Metadata-Version: 2.4
Name: antahkarana
Version: 0.1.0
Summary: A trainable continual-learning architecture (manas/buddhi/ahaṃkāra/citta) you train on your own data — no forgetting, novelty/zero-day detection, calibrated abstention.
Author: Deepak Soni
License: Apache-2.0
Project-URL: Homepage, https://huggingface.co/deepakdsoni/antahkarana-base
Keywords: continual-learning,lifelong-learning,catastrophic-forgetting,ood,lora,antahkarana
Requires-Python: >=3.9
Description-Content-Type: text/markdown
Requires-Dist: torch>=2.0
Requires-Dist: numpy
Provides-Extra: text
Requires-Dist: transformers>=4.40; extra == "text"
Requires-Dist: peft>=0.10; extra == "text"

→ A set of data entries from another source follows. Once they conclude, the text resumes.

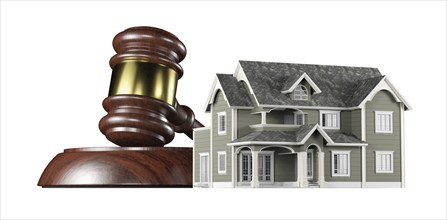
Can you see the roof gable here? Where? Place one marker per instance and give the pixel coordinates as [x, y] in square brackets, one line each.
[234, 92]
[295, 80]
[335, 83]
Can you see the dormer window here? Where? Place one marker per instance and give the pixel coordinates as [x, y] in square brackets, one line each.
[300, 93]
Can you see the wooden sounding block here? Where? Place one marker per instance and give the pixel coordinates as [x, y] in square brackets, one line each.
[142, 116]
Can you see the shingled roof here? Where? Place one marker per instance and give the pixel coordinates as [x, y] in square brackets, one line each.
[235, 91]
[341, 86]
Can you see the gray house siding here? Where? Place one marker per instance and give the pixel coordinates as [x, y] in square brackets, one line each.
[383, 101]
[285, 167]
[345, 122]
[312, 116]
[220, 141]
[201, 145]
[245, 118]
[277, 117]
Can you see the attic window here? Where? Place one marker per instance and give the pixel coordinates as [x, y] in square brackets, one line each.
[300, 93]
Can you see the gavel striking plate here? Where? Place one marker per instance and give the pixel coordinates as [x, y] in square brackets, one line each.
[142, 116]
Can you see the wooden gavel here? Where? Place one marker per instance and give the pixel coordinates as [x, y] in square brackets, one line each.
[143, 115]
[142, 108]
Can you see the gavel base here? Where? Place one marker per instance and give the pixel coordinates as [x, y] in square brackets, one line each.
[120, 167]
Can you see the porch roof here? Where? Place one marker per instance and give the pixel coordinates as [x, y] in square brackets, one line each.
[340, 138]
[297, 137]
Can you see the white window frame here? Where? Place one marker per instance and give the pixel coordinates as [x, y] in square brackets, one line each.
[310, 164]
[207, 174]
[380, 126]
[347, 163]
[220, 130]
[300, 93]
[330, 119]
[250, 171]
[220, 161]
[379, 159]
[299, 114]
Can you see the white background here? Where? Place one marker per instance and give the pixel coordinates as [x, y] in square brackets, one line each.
[55, 74]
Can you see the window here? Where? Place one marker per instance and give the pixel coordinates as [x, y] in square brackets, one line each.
[299, 118]
[221, 123]
[384, 161]
[384, 122]
[310, 163]
[300, 93]
[341, 163]
[265, 166]
[222, 162]
[204, 167]
[330, 119]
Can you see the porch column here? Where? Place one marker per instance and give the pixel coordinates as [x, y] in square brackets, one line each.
[320, 169]
[363, 185]
[255, 169]
[234, 167]
[302, 169]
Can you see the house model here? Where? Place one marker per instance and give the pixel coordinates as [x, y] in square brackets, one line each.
[300, 125]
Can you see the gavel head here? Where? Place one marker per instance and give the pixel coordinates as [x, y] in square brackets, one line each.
[141, 105]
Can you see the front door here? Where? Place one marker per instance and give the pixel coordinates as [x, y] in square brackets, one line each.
[310, 164]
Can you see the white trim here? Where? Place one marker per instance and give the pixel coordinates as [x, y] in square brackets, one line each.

# antahkarana — train a continual-learning mind on **your** data

`antahkarana` is a **trainable architecture**, not a frozen model. You bring your data (and optionally your
backbone); it trains a model that **learns continually without forgetting**, **detects novelty / zero-days**,
**abstains when unsure**, and **consolidates in sleep**. Four organs — *manas · buddhi · ahaṃkāra · citta* —
the mind is the same for every domain; only a thin adapter changes.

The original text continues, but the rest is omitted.